Xing Zailing, Schocken Douglas D, Zgibor Janice C, Alman Amy C
College of Public Health, University of South Florida, Tampa, FL, USA.
School of Medicine, Duke University, Durham, NC, USA.
Endocrine. 2025 Feb;87(2):530-542. doi: 10.1007/s12020-024-04037-2. Epub 2024 Sep 18.
In nondiabetic people, the long-term effects of insulin resistance (IR) on heart failure (HF) and all-cause mortality have not been studied.
To examine the association between IR trajectories and incident HF and all-cause mortality in a nondiabetic population.
We studied 7835 nondiabetic participants from the Atherosclerosis Risk in Communities (ARIC) Study. We estimated IR with several methods: Homeostatic Model Assessment-Insulin Resistance (HOMA-IR), triglyceride to high-density lipoprotein cholesterol ratio (TG/HDL-C), triglyceride glucose Index (TyG Index), and metabolic score for insulin resistance (METS-IR). The latent class analysis identified two trajectories for HOMA-IR ('low level' and 'high level'), and three trajectories for TG/HDL-C, TyG index, and METS-IR ('low level', 'moderate level', and 'high level'). Cox proportional hazard models were employed to examine the association.
Participants in the 'high level' group of HOMA-IR trajectory patterns were more likely to have incident HF and all-cause mortality with HRs (95% CIs) of 1.29 (1.11-1.50) and 1.31(1.19-1.44), respectively, compared to the 'low level' group. Similarly, participants in the 'moderate level' and 'high level' groups of TG/HDL-C, TyG index, and METS-IR trajectories had elevated risks of incident HF and all-cause mortality. However, no increased risk was found for all-cause mortality for men in the 'moderate level' and 'high level' group of TG/HDL-C, TyG index, and METS-IR relative to the 'low level' group.

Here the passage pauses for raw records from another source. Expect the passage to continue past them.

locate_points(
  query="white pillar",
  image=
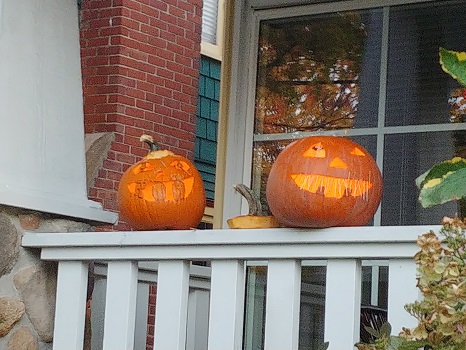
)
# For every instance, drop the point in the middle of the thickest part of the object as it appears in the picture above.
(41, 110)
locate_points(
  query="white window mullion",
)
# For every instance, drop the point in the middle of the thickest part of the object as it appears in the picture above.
(382, 100)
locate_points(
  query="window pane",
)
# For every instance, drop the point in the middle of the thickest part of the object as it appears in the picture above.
(406, 156)
(417, 89)
(318, 72)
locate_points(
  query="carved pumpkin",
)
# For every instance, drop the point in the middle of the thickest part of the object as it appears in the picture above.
(161, 191)
(323, 181)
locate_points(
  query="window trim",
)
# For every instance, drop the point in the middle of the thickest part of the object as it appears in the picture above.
(215, 51)
(238, 119)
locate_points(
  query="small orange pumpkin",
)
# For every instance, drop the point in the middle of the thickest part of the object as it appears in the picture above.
(323, 181)
(161, 191)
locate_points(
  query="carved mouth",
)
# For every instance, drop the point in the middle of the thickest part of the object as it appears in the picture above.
(332, 187)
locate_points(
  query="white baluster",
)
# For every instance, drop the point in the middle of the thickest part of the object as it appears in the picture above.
(70, 305)
(226, 305)
(401, 290)
(282, 305)
(343, 303)
(172, 305)
(120, 306)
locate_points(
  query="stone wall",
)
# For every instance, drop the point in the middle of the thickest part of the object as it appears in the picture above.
(27, 284)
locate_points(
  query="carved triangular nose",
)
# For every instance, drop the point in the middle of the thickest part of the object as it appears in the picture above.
(338, 163)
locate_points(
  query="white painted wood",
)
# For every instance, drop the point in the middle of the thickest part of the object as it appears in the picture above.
(281, 249)
(70, 305)
(142, 311)
(254, 306)
(342, 303)
(198, 319)
(120, 309)
(282, 305)
(401, 290)
(172, 305)
(42, 66)
(226, 305)
(98, 312)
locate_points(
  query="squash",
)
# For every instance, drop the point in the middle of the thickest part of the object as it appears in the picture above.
(254, 219)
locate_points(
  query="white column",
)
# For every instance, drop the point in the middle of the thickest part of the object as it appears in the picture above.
(401, 291)
(198, 319)
(70, 307)
(342, 303)
(282, 305)
(41, 110)
(226, 305)
(171, 308)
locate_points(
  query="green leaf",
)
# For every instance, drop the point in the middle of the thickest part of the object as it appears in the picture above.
(385, 329)
(441, 190)
(395, 342)
(454, 63)
(440, 170)
(374, 332)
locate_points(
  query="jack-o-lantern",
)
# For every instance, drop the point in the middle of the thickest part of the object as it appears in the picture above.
(324, 181)
(161, 191)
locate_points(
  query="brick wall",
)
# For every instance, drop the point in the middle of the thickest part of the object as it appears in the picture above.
(140, 63)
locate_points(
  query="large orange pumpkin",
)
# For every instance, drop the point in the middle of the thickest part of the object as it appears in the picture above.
(161, 191)
(323, 181)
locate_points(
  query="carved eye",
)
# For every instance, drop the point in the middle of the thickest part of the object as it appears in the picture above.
(357, 152)
(316, 151)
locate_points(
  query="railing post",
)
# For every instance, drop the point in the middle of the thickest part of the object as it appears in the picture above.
(70, 306)
(172, 305)
(226, 305)
(342, 303)
(120, 305)
(282, 305)
(198, 320)
(401, 290)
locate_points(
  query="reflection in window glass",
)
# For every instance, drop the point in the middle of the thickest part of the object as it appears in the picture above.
(418, 91)
(374, 73)
(313, 71)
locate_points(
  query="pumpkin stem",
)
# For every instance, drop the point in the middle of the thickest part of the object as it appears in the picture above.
(153, 146)
(255, 206)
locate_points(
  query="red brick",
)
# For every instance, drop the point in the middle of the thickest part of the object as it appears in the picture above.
(139, 61)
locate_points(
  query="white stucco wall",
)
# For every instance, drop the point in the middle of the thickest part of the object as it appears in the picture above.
(42, 158)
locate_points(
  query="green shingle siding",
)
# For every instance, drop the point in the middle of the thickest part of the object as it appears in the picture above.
(205, 152)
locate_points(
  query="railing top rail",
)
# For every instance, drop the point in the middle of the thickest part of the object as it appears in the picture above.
(344, 242)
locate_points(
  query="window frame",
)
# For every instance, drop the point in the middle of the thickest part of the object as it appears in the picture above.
(240, 120)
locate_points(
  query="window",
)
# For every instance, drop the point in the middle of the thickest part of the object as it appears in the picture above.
(368, 73)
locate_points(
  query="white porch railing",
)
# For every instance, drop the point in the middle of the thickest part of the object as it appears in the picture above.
(285, 250)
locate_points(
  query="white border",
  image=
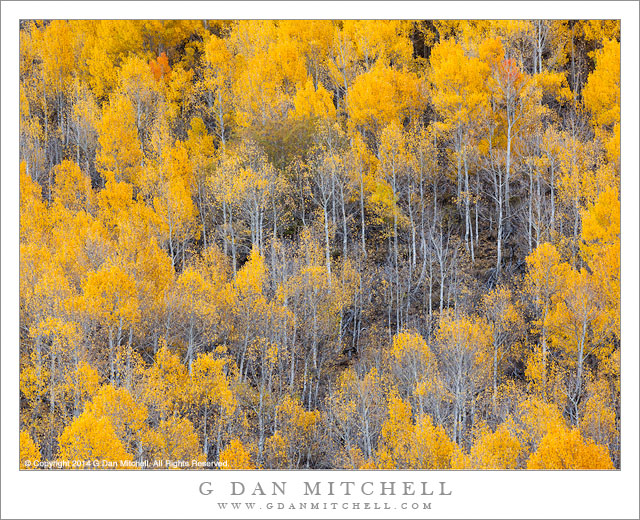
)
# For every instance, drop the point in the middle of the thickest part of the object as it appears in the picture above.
(162, 495)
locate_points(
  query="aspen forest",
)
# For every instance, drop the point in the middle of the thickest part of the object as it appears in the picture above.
(289, 244)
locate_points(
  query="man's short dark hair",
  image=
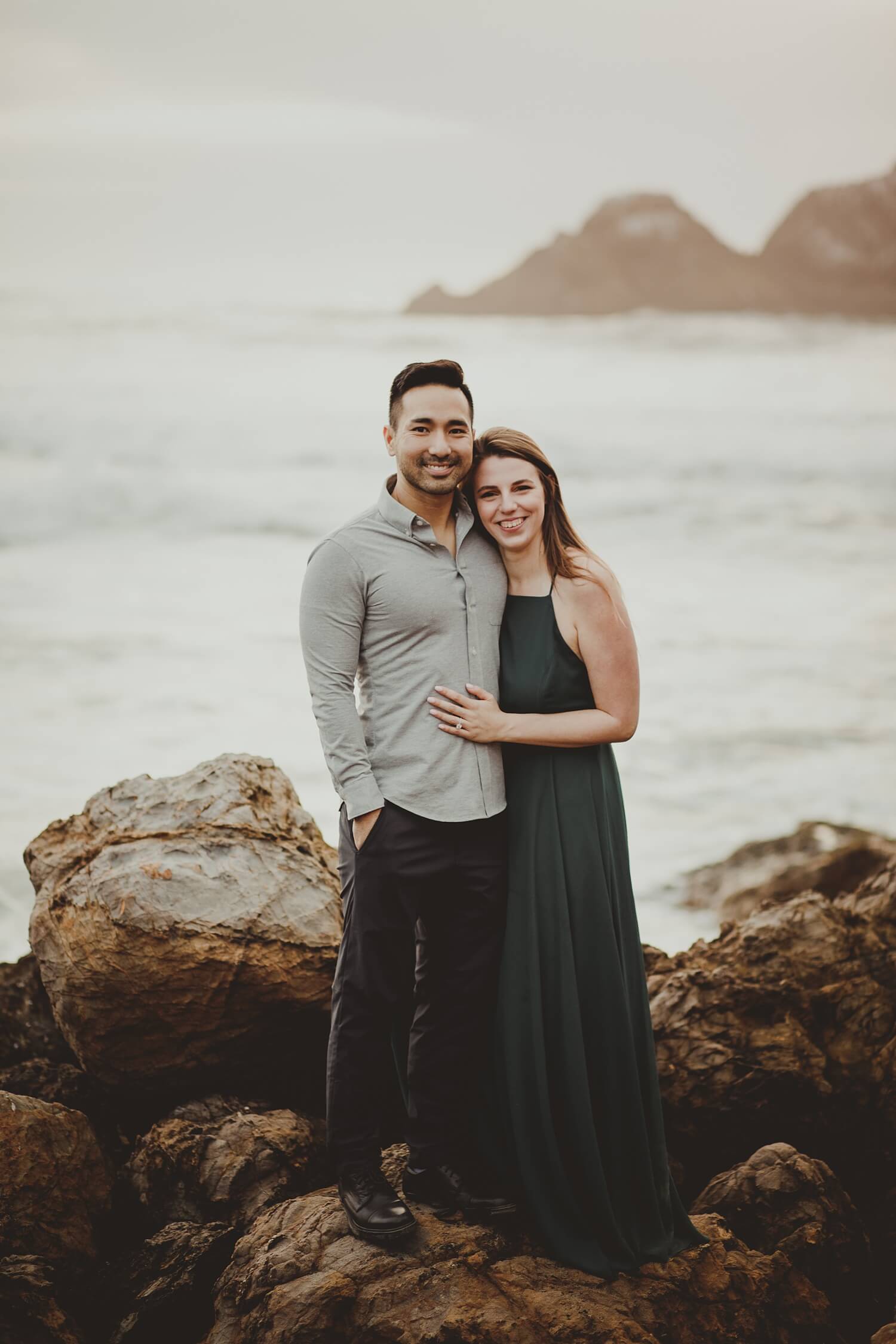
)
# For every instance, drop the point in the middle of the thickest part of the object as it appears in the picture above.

Long-term moderate and high IR levels were positively associated with increased risks of incident HF for both males and females. For all-cause mortality, however, consistent associations were found only in women.
在非糖尿病患者中,胰岛素抵抗(IR)对心力衰竭(HF)和全因死亡率的长期影响尚未得到研究。
研究非糖尿病人群中IR轨迹与HF发病及全因死亡率之间的关联。
我们对社区动脉粥样硬化风险(ARIC)研究中的7835名非糖尿病参与者进行了研究。我们用几种方法评估IR:稳态模型评估-胰岛素抵抗(HOMA-IR)、甘油三酯与高密度脂蛋白胆固醇比值(TG/HDL-C)、甘油三酯葡萄糖指数(TyG指数)以及胰岛素抵抗代谢评分(METS-IR)。潜在类别分析确定了HOMA-IR的两种轨迹(“低水平”和“高水平”),以及TG/HDL-C、TyG指数和METS-IR的三种轨迹(“低水平”、“中等水平”和“高水平”)。采用Cox比例风险模型来研究这种关联。
与“低水平”组相比,HOMA-IR轨迹模式“高水平”组的参与者发生HF和全因死亡的可能性更高,风险比(HR)(95%置信区间)分别为1.29(1.11 - 1.50)和1.31(1.19 - 1.44)。同样,TG/HDL-C、TyG指数和METS-IR轨迹“中等水平”和“高水平”组的参与者发生HF和全因死亡的风险升高。然而,TG/HDL-C、TyG指数和METS-IR“中等水平”和“高水平”组的男性相对于“低水平”组,全因死亡率没有发现增加的风险。
长期中等和高水平的IR与男性和女性发生HF风险增加呈正相关。然而,对于全因死亡率,仅在女性中发现了一致的关联。